Sir Arshavin, el señorito andaluz y el 'Taladro'

Por Albert Valor


Ayer, mientras en la calle arreciaba el frío invernal, yo decidí apostar por lo que en PLF llamamos Lady Fútbol. Y lo decidí por un motivo llamado Liverpool-Arsenal. Lo decidí por la liturgia de un estadio mítico que acoge a un equipo histórico en horas bajas y porque el Arsenal, gane o pierda, no escatima nunca en su apuesta balompédica. He de reconocer que ver a Gerrard y Torres en la alineación me hizo aproximarme aún más al clímax. Sus nombres se unían a los de Cesc Fábregas, Samir Nasri o Andrei Arshavin. Arshavin. Menudo jugador. Aunque ya hablaremos más tarde de este querubín. Todo esto, aderezado con los agudos comentarios de José Manuel Díaz y con el licenciado José Antonio Martín ‘Petón’. El aragonés volvió a impartir, una vez más, clases de dicción, vocabulario y fútbol. Sobretodo de fútbol. Hay personajes como Cañizares o el propio 'Petón' que perderían gran parte de sus virtudes como comentaristas sino añadieran a sus sentencias esa dosis imprescindible de pasión.

La primera hora del partido fue brutal. El más típico fútbol inglés. Intensidad, ritmo, intercambio de golpes y, por supuesto, cada uno fiel a su estilo. Los reds buscaban robar el balón lo más arriba posible y llegar al área con un juego directo, abriendo a la bandas y buscando centros. En esta faceta destacaba Glen Johnson. El carrilero británico percutía una y otra vez su banda. El joven Armand Traoré, un correcto pero inexperto lateral zurdo típico de la factoría Wenger, fue el que más lo sufrió. Los gunners estaban incómodos, puesto que Benítez, fiel a su dogma, apostó por ir al choque. Los londinenses no consiguieron enlazar seis pases seguidos hasta el último tramo del primer tiempo. Su única baza fueron las internadas por la derecha paridas por el binomio Walcott-Sagna. La llegada del descanso parte dejó lugar a sentimientos contradictorios, casi todos con el Liverpool como protagonista. El primero, que el único gol fuera un remate a puerta vacía de Kuyt tras un barullo a la salida de una falta. Después del espectáculo vivido, el gol del holandés no era una buena muestra de lo que había sido el partido. En segundo lugar, se hacía raro echar la vista a la tabla y observar que el equipo de Anfield esté este año tan abajo.

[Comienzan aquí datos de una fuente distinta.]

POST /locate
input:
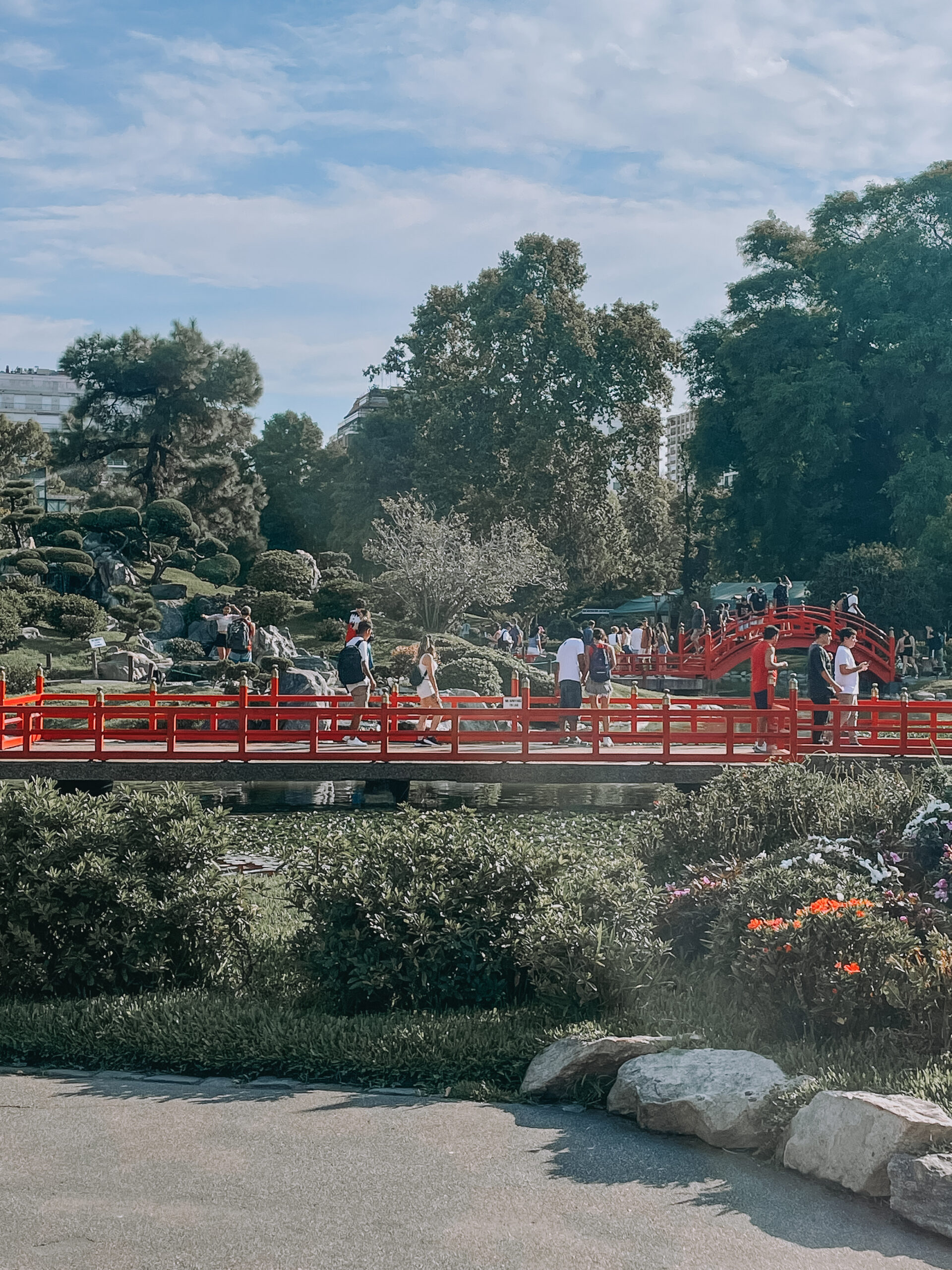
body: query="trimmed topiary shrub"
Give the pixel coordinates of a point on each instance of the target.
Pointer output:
(85, 618)
(183, 649)
(271, 607)
(338, 599)
(282, 571)
(473, 674)
(114, 894)
(220, 571)
(330, 629)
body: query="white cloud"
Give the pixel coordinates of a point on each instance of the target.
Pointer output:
(28, 56)
(28, 341)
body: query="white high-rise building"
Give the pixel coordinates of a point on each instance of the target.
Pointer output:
(41, 395)
(677, 430)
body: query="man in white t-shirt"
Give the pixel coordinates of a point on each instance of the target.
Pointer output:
(846, 672)
(570, 668)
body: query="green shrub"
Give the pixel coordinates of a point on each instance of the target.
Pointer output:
(747, 811)
(21, 670)
(89, 616)
(847, 965)
(184, 651)
(112, 894)
(330, 629)
(441, 910)
(271, 607)
(473, 674)
(211, 547)
(282, 571)
(220, 571)
(339, 599)
(69, 539)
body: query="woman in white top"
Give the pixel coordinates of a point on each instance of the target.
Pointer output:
(427, 690)
(847, 675)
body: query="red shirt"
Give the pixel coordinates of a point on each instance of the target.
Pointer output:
(758, 667)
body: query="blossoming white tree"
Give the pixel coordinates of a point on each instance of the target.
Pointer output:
(438, 572)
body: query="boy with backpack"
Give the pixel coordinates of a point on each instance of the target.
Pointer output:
(240, 636)
(355, 672)
(598, 680)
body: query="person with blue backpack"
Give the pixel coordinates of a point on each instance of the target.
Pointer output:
(355, 674)
(598, 680)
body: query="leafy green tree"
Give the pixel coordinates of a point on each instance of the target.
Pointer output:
(176, 408)
(827, 382)
(517, 400)
(287, 457)
(22, 445)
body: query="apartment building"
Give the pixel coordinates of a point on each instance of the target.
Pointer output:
(37, 394)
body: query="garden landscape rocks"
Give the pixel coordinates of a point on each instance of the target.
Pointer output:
(716, 1095)
(849, 1137)
(921, 1191)
(271, 643)
(561, 1065)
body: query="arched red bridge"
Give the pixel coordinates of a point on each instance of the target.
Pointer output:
(722, 652)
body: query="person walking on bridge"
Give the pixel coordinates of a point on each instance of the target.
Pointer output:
(822, 688)
(763, 676)
(847, 675)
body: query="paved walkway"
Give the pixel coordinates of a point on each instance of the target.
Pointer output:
(106, 1174)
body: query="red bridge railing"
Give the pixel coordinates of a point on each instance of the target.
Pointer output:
(246, 726)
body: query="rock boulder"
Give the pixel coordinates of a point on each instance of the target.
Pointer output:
(572, 1058)
(714, 1094)
(849, 1139)
(921, 1191)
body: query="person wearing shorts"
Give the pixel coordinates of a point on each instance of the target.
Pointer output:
(763, 674)
(846, 671)
(570, 668)
(599, 691)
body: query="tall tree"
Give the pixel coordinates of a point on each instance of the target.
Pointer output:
(521, 400)
(289, 456)
(828, 381)
(177, 409)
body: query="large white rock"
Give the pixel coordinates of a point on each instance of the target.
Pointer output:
(714, 1094)
(921, 1189)
(572, 1058)
(849, 1137)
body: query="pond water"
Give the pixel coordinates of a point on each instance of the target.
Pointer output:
(259, 798)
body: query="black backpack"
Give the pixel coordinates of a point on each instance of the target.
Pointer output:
(239, 635)
(350, 665)
(599, 666)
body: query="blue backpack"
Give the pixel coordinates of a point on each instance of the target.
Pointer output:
(599, 666)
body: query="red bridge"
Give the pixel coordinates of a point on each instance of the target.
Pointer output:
(246, 736)
(722, 652)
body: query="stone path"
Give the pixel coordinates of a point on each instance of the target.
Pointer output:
(115, 1174)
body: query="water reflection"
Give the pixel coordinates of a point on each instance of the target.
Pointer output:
(275, 797)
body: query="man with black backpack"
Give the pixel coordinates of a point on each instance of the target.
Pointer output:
(598, 679)
(355, 672)
(240, 636)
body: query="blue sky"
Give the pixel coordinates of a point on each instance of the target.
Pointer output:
(296, 176)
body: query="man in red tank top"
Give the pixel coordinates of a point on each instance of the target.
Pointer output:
(763, 674)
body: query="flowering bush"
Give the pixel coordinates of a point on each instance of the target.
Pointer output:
(849, 964)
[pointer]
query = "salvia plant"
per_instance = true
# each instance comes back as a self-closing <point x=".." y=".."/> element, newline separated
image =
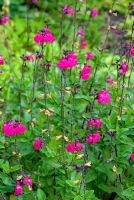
<point x="66" y="86"/>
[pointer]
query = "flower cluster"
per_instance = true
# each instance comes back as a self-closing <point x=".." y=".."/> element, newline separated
<point x="38" y="144"/>
<point x="81" y="32"/>
<point x="95" y="122"/>
<point x="94" y="12"/>
<point x="110" y="80"/>
<point x="69" y="60"/>
<point x="123" y="69"/>
<point x="12" y="128"/>
<point x="74" y="148"/>
<point x="29" y="57"/>
<point x="68" y="10"/>
<point x="19" y="185"/>
<point x="93" y="138"/>
<point x="85" y="73"/>
<point x="104" y="97"/>
<point x="89" y="55"/>
<point x="4" y="20"/>
<point x="2" y="61"/>
<point x="44" y="36"/>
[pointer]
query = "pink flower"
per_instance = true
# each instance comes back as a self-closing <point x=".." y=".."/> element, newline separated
<point x="69" y="60"/>
<point x="38" y="144"/>
<point x="110" y="80"/>
<point x="78" y="146"/>
<point x="104" y="97"/>
<point x="18" y="189"/>
<point x="68" y="10"/>
<point x="4" y="20"/>
<point x="89" y="56"/>
<point x="85" y="73"/>
<point x="93" y="138"/>
<point x="44" y="36"/>
<point x="123" y="68"/>
<point x="132" y="156"/>
<point x="91" y="122"/>
<point x="12" y="128"/>
<point x="98" y="123"/>
<point x="132" y="52"/>
<point x="35" y="1"/>
<point x="81" y="32"/>
<point x="94" y="12"/>
<point x="29" y="57"/>
<point x="83" y="43"/>
<point x="96" y="136"/>
<point x="28" y="181"/>
<point x="2" y="61"/>
<point x="70" y="147"/>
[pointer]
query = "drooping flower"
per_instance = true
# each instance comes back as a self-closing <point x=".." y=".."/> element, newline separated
<point x="83" y="43"/>
<point x="78" y="146"/>
<point x="29" y="57"/>
<point x="70" y="147"/>
<point x="104" y="97"/>
<point x="123" y="69"/>
<point x="38" y="144"/>
<point x="132" y="156"/>
<point x="93" y="138"/>
<point x="2" y="61"/>
<point x="89" y="55"/>
<point x="4" y="20"/>
<point x="28" y="181"/>
<point x="85" y="73"/>
<point x="69" y="60"/>
<point x="110" y="80"/>
<point x="18" y="189"/>
<point x="12" y="128"/>
<point x="81" y="32"/>
<point x="68" y="10"/>
<point x="94" y="12"/>
<point x="132" y="51"/>
<point x="44" y="36"/>
<point x="98" y="123"/>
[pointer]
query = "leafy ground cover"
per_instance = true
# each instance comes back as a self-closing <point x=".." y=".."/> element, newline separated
<point x="66" y="100"/>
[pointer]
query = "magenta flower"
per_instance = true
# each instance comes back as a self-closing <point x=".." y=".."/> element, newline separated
<point x="94" y="12"/>
<point x="83" y="43"/>
<point x="69" y="60"/>
<point x="35" y="1"/>
<point x="132" y="52"/>
<point x="2" y="61"/>
<point x="38" y="144"/>
<point x="132" y="156"/>
<point x="110" y="80"/>
<point x="12" y="128"/>
<point x="93" y="138"/>
<point x="4" y="20"/>
<point x="85" y="73"/>
<point x="78" y="146"/>
<point x="18" y="189"/>
<point x="70" y="147"/>
<point x="81" y="32"/>
<point x="44" y="36"/>
<point x="29" y="57"/>
<point x="123" y="69"/>
<point x="28" y="181"/>
<point x="68" y="10"/>
<point x="104" y="97"/>
<point x="91" y="122"/>
<point x="98" y="123"/>
<point x="89" y="56"/>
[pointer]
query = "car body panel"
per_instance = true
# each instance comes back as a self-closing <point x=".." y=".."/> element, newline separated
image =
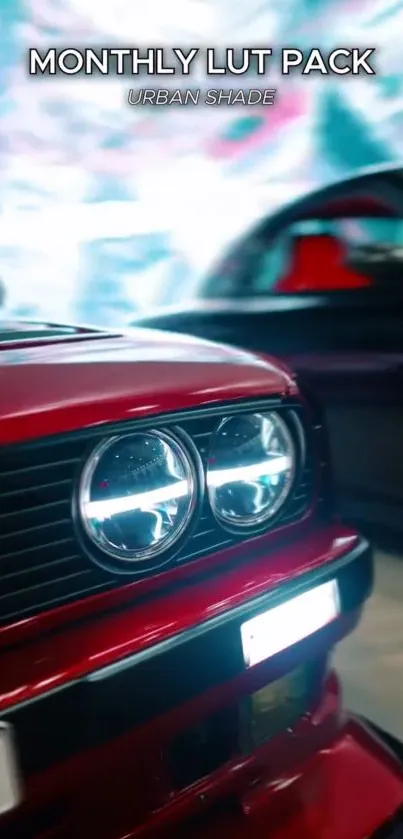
<point x="83" y="688"/>
<point x="345" y="346"/>
<point x="63" y="657"/>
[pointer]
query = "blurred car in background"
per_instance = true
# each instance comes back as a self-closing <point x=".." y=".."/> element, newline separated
<point x="320" y="284"/>
<point x="173" y="580"/>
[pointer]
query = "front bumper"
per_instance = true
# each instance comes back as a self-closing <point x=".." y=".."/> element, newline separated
<point x="87" y="743"/>
<point x="353" y="789"/>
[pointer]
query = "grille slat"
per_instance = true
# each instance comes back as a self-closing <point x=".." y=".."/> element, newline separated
<point x="42" y="564"/>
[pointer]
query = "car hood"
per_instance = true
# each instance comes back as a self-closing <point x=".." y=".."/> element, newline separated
<point x="61" y="385"/>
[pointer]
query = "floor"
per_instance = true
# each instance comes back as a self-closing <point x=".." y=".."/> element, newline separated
<point x="371" y="660"/>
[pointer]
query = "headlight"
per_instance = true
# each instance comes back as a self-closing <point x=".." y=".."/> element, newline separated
<point x="137" y="494"/>
<point x="251" y="469"/>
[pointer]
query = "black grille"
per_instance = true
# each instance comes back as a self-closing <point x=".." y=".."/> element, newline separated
<point x="42" y="564"/>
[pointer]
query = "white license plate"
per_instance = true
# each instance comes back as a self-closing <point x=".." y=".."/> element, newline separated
<point x="284" y="625"/>
<point x="9" y="780"/>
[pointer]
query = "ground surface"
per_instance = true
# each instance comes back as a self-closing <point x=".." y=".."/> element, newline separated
<point x="371" y="660"/>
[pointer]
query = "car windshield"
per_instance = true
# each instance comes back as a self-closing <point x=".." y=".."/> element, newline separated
<point x="371" y="246"/>
<point x="30" y="331"/>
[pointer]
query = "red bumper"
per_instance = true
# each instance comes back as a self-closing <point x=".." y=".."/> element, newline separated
<point x="350" y="790"/>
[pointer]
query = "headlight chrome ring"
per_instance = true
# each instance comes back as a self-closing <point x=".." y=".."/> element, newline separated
<point x="251" y="470"/>
<point x="136" y="498"/>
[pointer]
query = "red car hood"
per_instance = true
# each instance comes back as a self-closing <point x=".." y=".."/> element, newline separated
<point x="48" y="387"/>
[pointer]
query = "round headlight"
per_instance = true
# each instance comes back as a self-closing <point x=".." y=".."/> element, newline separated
<point x="251" y="469"/>
<point x="136" y="496"/>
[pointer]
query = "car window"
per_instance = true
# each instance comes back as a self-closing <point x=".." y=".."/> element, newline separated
<point x="372" y="248"/>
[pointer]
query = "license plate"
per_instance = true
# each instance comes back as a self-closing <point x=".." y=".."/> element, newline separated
<point x="9" y="782"/>
<point x="282" y="626"/>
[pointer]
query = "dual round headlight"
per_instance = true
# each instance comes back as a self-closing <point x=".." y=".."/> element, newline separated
<point x="138" y="493"/>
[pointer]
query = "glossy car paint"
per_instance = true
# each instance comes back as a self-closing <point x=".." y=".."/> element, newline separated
<point x="50" y="662"/>
<point x="50" y="388"/>
<point x="326" y="778"/>
<point x="107" y="792"/>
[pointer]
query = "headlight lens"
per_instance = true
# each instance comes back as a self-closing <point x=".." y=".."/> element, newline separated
<point x="137" y="494"/>
<point x="251" y="469"/>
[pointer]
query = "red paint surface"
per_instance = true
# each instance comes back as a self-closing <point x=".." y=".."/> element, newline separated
<point x="344" y="792"/>
<point x="29" y="671"/>
<point x="54" y="388"/>
<point x="327" y="779"/>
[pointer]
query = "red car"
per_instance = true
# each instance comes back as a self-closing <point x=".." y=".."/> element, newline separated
<point x="172" y="582"/>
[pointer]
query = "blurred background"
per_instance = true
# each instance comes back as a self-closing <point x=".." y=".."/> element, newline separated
<point x="108" y="210"/>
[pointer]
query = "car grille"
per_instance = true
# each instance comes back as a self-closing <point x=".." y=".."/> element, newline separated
<point x="42" y="564"/>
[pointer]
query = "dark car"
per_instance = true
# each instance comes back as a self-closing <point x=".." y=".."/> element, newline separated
<point x="319" y="283"/>
<point x="173" y="580"/>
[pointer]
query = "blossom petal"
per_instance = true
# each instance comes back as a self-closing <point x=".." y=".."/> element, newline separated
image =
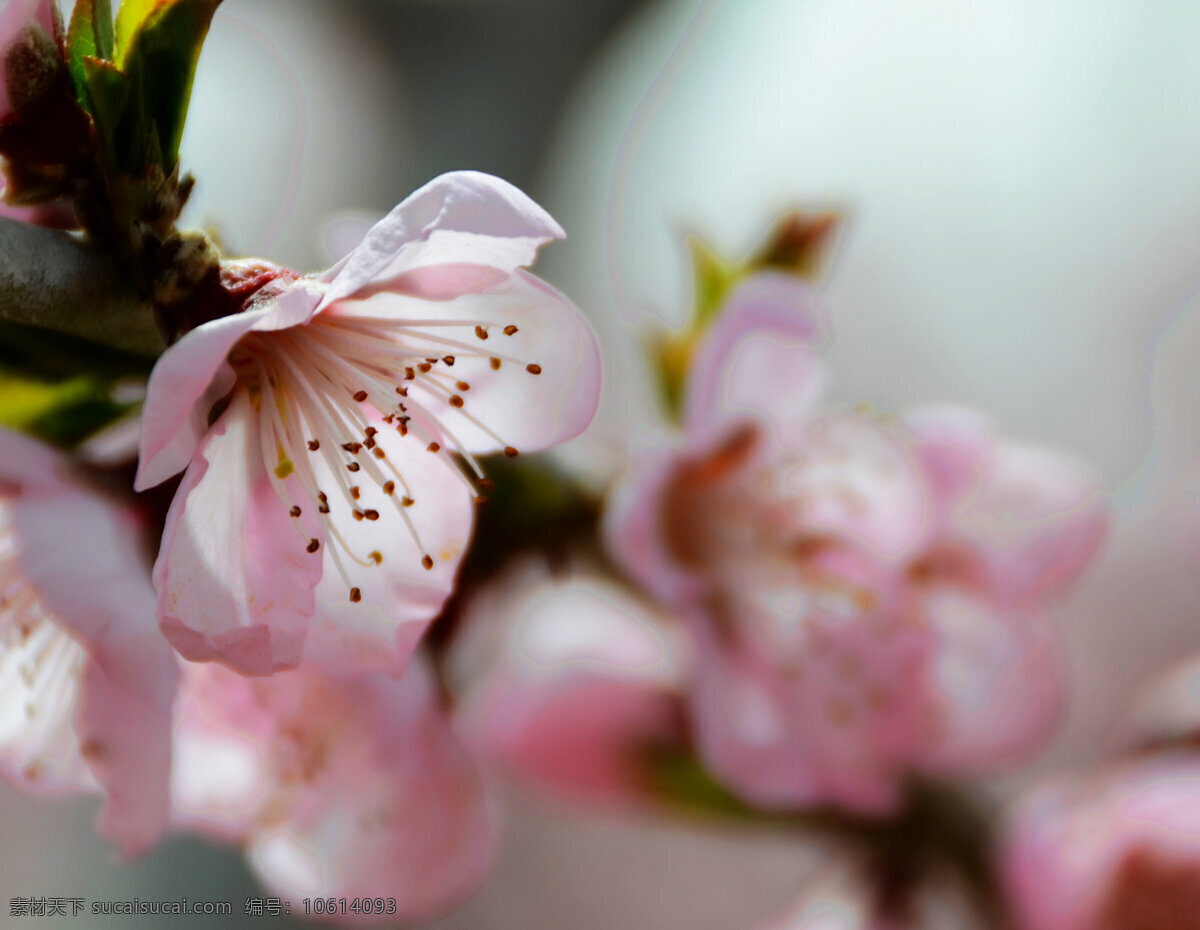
<point x="397" y="597"/>
<point x="353" y="787"/>
<point x="762" y="355"/>
<point x="234" y="580"/>
<point x="837" y="720"/>
<point x="125" y="738"/>
<point x="191" y="376"/>
<point x="999" y="682"/>
<point x="40" y="669"/>
<point x="577" y="682"/>
<point x="457" y="217"/>
<point x="528" y="390"/>
<point x="1037" y="522"/>
<point x="29" y="465"/>
<point x="633" y="529"/>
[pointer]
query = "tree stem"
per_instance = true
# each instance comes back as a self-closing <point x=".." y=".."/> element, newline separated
<point x="51" y="279"/>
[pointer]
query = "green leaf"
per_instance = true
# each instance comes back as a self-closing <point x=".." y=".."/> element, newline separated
<point x="160" y="58"/>
<point x="107" y="91"/>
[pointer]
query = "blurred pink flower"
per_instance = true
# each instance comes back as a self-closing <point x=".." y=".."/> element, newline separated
<point x="17" y="18"/>
<point x="87" y="679"/>
<point x="339" y="787"/>
<point x="865" y="597"/>
<point x="1116" y="851"/>
<point x="323" y="514"/>
<point x="568" y="683"/>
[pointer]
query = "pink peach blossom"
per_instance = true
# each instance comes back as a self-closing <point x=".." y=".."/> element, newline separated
<point x="87" y="679"/>
<point x="1119" y="850"/>
<point x="867" y="595"/>
<point x="568" y="683"/>
<point x="324" y="511"/>
<point x="337" y="787"/>
<point x="17" y="18"/>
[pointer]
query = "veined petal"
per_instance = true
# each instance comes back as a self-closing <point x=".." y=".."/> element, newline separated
<point x="233" y="576"/>
<point x="28" y="465"/>
<point x="193" y="375"/>
<point x="761" y="358"/>
<point x="40" y="669"/>
<point x="515" y="366"/>
<point x="457" y="217"/>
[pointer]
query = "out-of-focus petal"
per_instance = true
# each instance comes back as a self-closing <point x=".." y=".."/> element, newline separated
<point x="1121" y="849"/>
<point x="761" y="358"/>
<point x="999" y="681"/>
<point x="459" y="217"/>
<point x="1037" y="522"/>
<point x="528" y="390"/>
<point x="834" y="719"/>
<point x="234" y="580"/>
<point x="579" y="681"/>
<point x="339" y="787"/>
<point x="125" y="738"/>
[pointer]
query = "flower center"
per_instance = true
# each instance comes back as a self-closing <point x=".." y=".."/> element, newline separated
<point x="327" y="391"/>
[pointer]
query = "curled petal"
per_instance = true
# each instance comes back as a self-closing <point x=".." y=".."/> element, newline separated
<point x="233" y="583"/>
<point x="457" y="217"/>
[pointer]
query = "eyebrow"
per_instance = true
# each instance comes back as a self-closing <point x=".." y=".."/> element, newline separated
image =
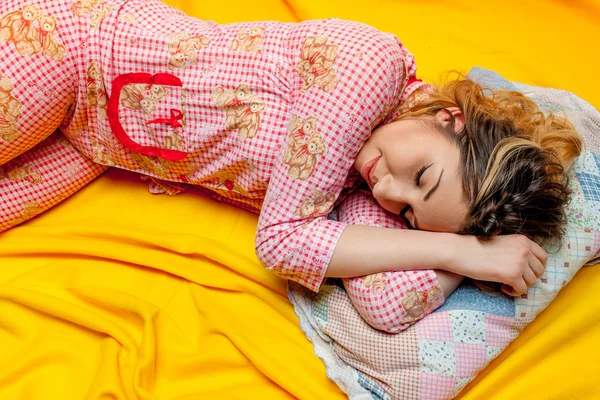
<point x="434" y="188"/>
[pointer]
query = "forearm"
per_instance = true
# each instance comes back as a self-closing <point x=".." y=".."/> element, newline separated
<point x="365" y="250"/>
<point x="448" y="281"/>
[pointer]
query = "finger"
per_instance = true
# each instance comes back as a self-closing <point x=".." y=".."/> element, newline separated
<point x="509" y="290"/>
<point x="520" y="287"/>
<point x="536" y="266"/>
<point x="539" y="252"/>
<point x="529" y="277"/>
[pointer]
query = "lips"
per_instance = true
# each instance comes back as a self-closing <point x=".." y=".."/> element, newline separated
<point x="368" y="169"/>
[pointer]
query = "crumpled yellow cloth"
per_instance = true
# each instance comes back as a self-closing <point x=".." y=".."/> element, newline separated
<point x="118" y="294"/>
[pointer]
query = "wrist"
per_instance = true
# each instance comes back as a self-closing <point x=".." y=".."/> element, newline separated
<point x="453" y="252"/>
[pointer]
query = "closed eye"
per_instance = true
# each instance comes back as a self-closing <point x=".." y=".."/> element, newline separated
<point x="420" y="173"/>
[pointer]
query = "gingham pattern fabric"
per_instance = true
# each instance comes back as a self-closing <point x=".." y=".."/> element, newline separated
<point x="436" y="357"/>
<point x="41" y="178"/>
<point x="271" y="123"/>
<point x="388" y="301"/>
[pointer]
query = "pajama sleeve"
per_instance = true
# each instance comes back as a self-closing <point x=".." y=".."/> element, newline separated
<point x="388" y="301"/>
<point x="42" y="177"/>
<point x="347" y="76"/>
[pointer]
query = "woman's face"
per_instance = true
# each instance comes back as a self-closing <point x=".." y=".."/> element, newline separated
<point x="412" y="169"/>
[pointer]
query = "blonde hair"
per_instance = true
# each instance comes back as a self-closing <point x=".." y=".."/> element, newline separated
<point x="513" y="161"/>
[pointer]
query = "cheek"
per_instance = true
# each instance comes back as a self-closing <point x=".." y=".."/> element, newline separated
<point x="445" y="217"/>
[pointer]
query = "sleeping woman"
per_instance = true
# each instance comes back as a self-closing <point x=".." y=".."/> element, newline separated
<point x="290" y="121"/>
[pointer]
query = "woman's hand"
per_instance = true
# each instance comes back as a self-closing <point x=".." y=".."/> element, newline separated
<point x="513" y="260"/>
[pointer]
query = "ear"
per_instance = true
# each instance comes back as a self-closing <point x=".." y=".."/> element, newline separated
<point x="447" y="115"/>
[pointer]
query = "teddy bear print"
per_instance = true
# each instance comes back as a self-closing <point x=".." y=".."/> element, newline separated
<point x="375" y="282"/>
<point x="228" y="180"/>
<point x="95" y="8"/>
<point x="182" y="49"/>
<point x="316" y="64"/>
<point x="155" y="165"/>
<point x="303" y="147"/>
<point x="18" y="27"/>
<point x="16" y="171"/>
<point x="96" y="91"/>
<point x="248" y="40"/>
<point x="316" y="205"/>
<point x="10" y="110"/>
<point x="141" y="96"/>
<point x="51" y="47"/>
<point x="418" y="302"/>
<point x="242" y="109"/>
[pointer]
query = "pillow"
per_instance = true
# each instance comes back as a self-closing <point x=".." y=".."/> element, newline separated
<point x="440" y="354"/>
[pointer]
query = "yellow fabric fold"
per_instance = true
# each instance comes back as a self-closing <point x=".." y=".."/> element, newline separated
<point x="118" y="294"/>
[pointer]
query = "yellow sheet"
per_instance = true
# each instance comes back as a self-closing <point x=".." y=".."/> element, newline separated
<point x="118" y="294"/>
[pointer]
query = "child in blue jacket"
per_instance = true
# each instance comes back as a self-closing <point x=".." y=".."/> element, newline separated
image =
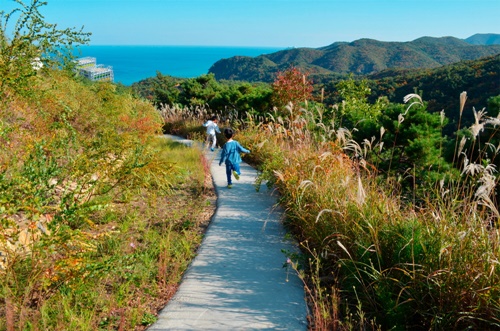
<point x="231" y="154"/>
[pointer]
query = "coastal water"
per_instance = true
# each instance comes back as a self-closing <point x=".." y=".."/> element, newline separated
<point x="134" y="63"/>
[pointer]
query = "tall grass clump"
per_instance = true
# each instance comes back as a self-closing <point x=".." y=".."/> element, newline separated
<point x="397" y="232"/>
<point x="394" y="263"/>
<point x="98" y="216"/>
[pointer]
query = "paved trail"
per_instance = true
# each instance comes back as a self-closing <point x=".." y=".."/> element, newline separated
<point x="237" y="280"/>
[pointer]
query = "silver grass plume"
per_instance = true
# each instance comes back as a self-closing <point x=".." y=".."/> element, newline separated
<point x="463" y="98"/>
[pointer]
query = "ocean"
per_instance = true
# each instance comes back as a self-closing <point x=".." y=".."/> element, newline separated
<point x="134" y="63"/>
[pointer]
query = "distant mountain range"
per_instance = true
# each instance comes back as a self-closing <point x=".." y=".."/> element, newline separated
<point x="360" y="57"/>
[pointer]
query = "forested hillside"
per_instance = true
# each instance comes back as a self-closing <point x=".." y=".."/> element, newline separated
<point x="360" y="57"/>
<point x="484" y="39"/>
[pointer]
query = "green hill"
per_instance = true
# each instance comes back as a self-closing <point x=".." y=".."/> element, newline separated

Pero en la reanudación quedaron normalizadas ambas percepciones. El transcurso del partido quiso que en un cuarto de hora, el Arsenal se viera por encima en el marcador. El gol en propia puerta de Glen Johnson mostró que quizá los reds no estén teniendo suerte en momentos clave de los partidos durante esta temporada, de ahí su mala cosecha. El segundo tanto es otra historia. Simplemente una obra de arte con el sello de Andrei Arshavin. Control, quiebro y disparo seco a la escuadra derecha de Pepe Reina. Se puede explicar de muchas maneras, pero lo mejor sería verlo. El gol sirvió como guinda al partido. Ahora sí que había una culminación que le ponía una fotografía al choque. Otra temporada, el Liverpool hubiera empatado e incluso remontado. Pero este año los ánimos no son los de antaño. En su afán por reinventarse a sí misma, la escuadra de Anfield tiene primero que recuperar su autoestima. Algo que no debe ser fácil tras haber caído en Europa a las primeras de cambio y tener el liderato a una distancia quimérica. El Arsenal fue el gran beneficiado de la jornada en Inglaterra, puesto que su victoria, unida a los tropiezos de Chelsea y United le dejó a seis puntos del liderato y con un partido menos.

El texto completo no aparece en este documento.